Assessing Global Markets

  • Globalization offers marketers numerous opportunities.

  • Market viability assessment includes four sets of criteria which help create a comprehensive view of market potential.

Economic Analysis Using Metrics

Major Economic Factors

  • Firms assess three key factors to determine market viability:

    1. General Economic Environment

    2. Market Size and Population Growth Rate

    3. Real Income

Evaluating the General Economic Environment

  • Key metrics for analysis:

    • Trade Deficit: Imports exceed exports.

    • Trade Surplus: Exports exceed imports.
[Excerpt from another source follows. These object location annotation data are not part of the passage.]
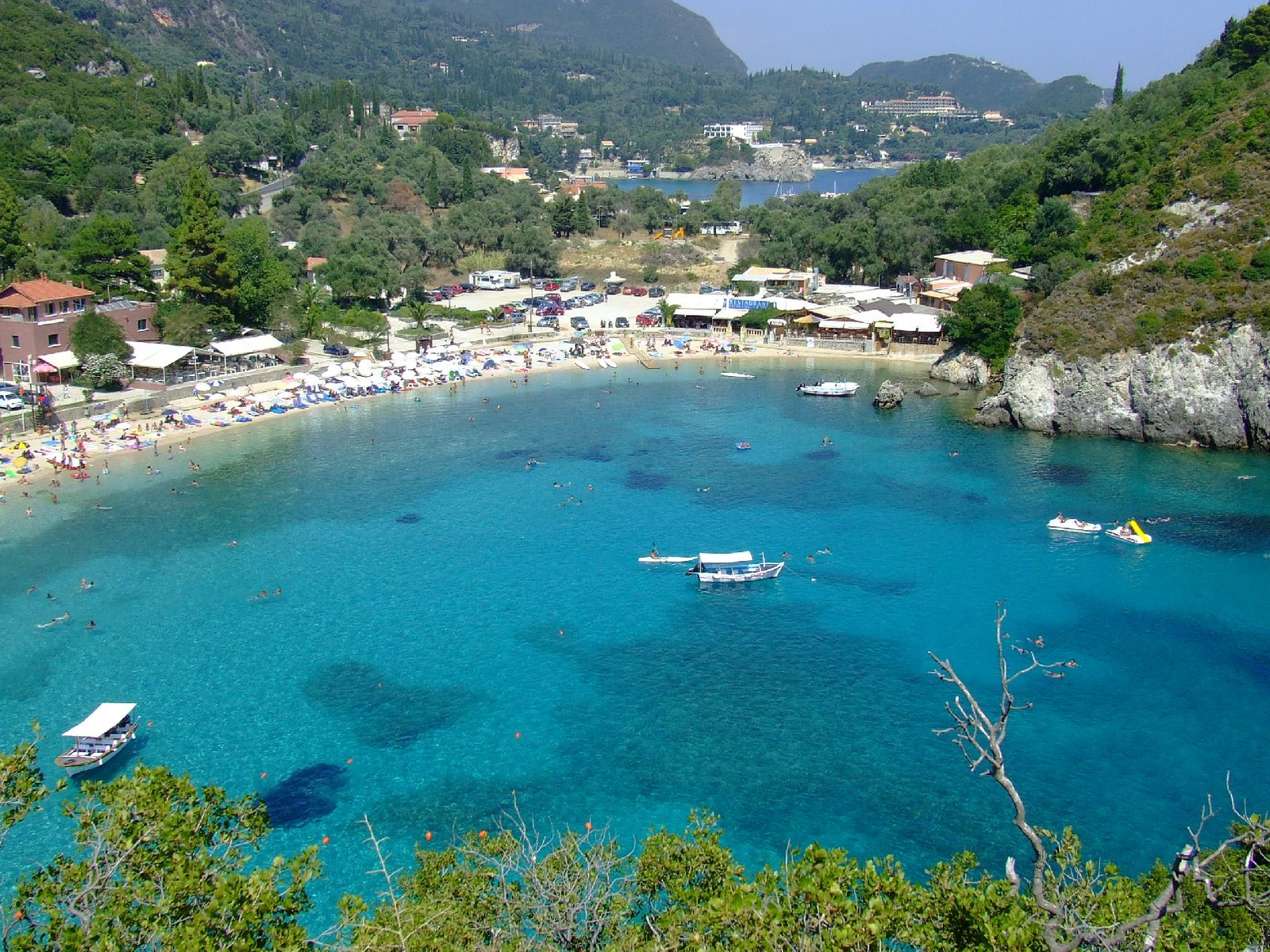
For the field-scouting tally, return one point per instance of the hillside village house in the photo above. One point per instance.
(406, 122)
(738, 131)
(952, 274)
(36, 317)
(158, 258)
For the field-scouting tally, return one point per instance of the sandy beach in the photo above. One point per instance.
(163, 440)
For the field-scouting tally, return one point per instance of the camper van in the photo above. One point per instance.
(495, 281)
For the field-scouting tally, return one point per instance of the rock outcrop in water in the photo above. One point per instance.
(768, 165)
(963, 368)
(889, 395)
(1208, 395)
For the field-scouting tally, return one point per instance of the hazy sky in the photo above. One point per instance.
(1048, 38)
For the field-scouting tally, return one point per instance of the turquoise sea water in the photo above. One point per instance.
(759, 192)
(427, 575)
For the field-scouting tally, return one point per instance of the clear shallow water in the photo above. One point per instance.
(427, 575)
(759, 192)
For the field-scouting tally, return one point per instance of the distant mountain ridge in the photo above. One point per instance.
(314, 37)
(983, 84)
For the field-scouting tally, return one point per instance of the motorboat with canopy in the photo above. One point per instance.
(98, 738)
(733, 566)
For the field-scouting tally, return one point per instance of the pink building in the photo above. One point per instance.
(36, 317)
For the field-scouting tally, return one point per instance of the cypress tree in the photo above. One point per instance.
(12, 245)
(432, 192)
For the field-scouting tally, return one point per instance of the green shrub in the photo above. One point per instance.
(1203, 268)
(1259, 268)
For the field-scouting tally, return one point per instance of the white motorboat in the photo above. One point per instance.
(1062, 524)
(733, 568)
(829, 389)
(1130, 532)
(98, 738)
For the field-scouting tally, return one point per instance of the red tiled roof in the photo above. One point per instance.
(29, 294)
(412, 116)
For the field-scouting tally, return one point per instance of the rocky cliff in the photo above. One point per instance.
(768, 165)
(1212, 395)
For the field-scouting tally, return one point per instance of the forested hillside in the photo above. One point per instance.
(1140, 222)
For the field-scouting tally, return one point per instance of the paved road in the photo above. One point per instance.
(267, 192)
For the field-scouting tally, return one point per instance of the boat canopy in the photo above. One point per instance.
(101, 721)
(724, 558)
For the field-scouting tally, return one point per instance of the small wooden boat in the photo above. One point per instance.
(98, 738)
(829, 389)
(1130, 532)
(1060, 524)
(733, 568)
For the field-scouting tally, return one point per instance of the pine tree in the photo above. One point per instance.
(432, 190)
(198, 257)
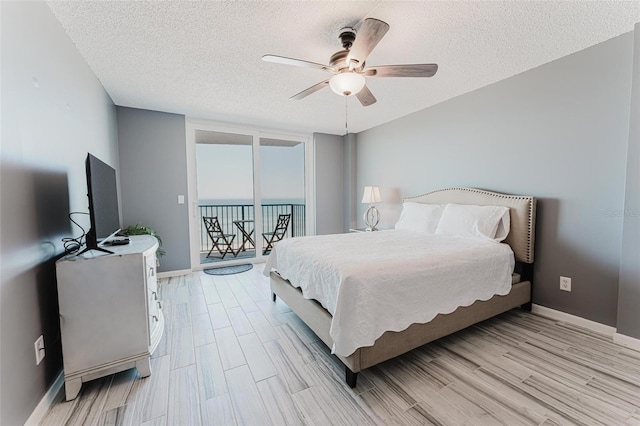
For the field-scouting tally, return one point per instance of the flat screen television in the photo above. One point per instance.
(103, 204)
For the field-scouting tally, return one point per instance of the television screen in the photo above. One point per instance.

    • Gross Domestic Product (GDP): Total value of goods produced in a country.

    • Gross National Income (GNI): Total income earned by residents of a country.

    • Purchasing Power Parity (PPP): Comparison of different countries' currencies through a "basket of goods" approach.
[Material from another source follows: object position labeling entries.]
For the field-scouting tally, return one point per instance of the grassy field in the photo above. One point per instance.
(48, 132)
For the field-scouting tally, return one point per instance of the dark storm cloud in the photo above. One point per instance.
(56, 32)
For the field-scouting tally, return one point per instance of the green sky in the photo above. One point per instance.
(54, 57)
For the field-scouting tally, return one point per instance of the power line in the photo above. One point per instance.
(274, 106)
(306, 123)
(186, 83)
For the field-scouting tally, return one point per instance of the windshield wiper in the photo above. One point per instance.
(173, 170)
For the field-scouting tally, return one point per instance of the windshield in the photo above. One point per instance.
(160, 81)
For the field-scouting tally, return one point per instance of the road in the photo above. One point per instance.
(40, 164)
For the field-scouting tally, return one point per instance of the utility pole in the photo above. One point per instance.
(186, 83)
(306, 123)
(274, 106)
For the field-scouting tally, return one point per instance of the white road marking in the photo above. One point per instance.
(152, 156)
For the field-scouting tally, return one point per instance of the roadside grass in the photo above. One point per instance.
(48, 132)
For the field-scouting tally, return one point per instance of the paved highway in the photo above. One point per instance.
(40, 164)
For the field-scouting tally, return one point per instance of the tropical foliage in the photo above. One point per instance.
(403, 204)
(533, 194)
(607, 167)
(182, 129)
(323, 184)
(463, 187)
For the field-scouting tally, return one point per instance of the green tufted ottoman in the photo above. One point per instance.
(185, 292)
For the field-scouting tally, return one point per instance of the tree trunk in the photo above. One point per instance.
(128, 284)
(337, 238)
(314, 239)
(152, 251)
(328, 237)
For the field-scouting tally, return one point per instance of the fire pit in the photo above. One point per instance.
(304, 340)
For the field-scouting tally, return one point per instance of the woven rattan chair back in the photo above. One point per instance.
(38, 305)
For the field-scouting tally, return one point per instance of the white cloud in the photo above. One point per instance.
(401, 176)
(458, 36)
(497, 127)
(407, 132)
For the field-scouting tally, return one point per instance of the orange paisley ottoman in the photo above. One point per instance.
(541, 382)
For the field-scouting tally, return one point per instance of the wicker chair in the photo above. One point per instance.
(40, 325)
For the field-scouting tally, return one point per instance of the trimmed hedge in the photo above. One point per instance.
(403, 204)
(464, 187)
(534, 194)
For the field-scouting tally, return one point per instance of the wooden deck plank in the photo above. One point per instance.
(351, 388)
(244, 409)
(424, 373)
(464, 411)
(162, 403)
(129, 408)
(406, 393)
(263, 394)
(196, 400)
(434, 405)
  • Example: Netflix's affordable plans for lower-income customers in India.

Evaluating Market Size and Population Growth Rate

  • Uneven population growth and distribution must be considered:

    • BRICS nations (Brazil, Russia, India, China, South Africa) exhibit strong growth rates.

    • Urban areas tend to have denser populations, influencing market strategies.

Evaluating Real Income

  • Firms often adjust prices for different markets, targeting bottom-of-the-pyramid segments.
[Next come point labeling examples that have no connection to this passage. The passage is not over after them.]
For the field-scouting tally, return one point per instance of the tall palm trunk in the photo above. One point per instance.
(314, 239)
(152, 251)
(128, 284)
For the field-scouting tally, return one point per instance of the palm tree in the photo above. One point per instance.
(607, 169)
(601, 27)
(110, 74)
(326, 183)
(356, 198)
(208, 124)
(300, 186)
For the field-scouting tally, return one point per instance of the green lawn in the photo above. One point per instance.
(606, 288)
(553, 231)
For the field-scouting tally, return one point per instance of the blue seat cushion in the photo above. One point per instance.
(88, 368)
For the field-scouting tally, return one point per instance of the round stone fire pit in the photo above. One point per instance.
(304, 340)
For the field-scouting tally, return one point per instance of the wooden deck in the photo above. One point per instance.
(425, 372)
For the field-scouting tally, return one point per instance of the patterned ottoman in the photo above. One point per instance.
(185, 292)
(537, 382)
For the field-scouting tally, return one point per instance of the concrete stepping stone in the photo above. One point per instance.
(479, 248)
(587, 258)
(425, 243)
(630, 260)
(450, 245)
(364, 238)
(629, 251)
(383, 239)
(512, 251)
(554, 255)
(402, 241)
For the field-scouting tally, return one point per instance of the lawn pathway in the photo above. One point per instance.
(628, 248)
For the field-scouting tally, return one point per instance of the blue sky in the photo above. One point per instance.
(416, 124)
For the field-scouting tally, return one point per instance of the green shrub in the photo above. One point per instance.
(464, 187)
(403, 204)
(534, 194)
  • Example: The Economist’s Big Mac Index shows pricing differences across countries.

    • Venezuela: $1.76

    • USA: $5.15

    • Switzerland: $7.71

Analyzing Infrastructure and Technological Capabilities

  • Four essential infrastructure elements impacting marketing:

    1. Transportation

    2. Distribution Channels

    3. Communications

    4. Commerce

Analyzing Governmental Actions

  • Government actions can significantly influence market performance:

    • Tariffs: Taxes on imports that increase prices and lower demand.

    • Quotas: Limits on the quantity of imports, reducing availability.

    • Exchange Control: Regulation of currency exchange rates.

    • Trade Agreements: Agreements between governments that facilitate trade; regional trade agreements account for more than half of international trade.

Analyzing Sociocultural Factors

  • Understanding cultural dynamics is crucial for successful global marketing:

    • Culture has visible artifacts and underlying values.

The Appeal of BRICS Countries

  • Countries of focus:

    • Brazil

    • Russia

    • India

    • China

    • South Africa

Choosing a Global Entry Strategy

  • Strategies vary based on risk levels and company capability:

    1. Exporting: Least financial risk but limited rewards.

    2. Franchising: Franchisee operates under franchisor's brand.

    3. Strategic Alliance: Collaborative relationships without equity partnerships.

    4. Joint Venture: Pooling resources with local firms; shared ownership and profits.

    5. Direct Investment: 100% ownership in a foreign market; high risk but potential for high return.

    • Example: Lenovo's investment strategies in various global markets.

Choosing a Global Marketing Strategy

  • Selecting target markets involves complexities due to:

    • Sub-cultures

    • Cultural nuances

    • Different consumer roles

    • Adaptation of marketing strategies based on local practices and perceptions.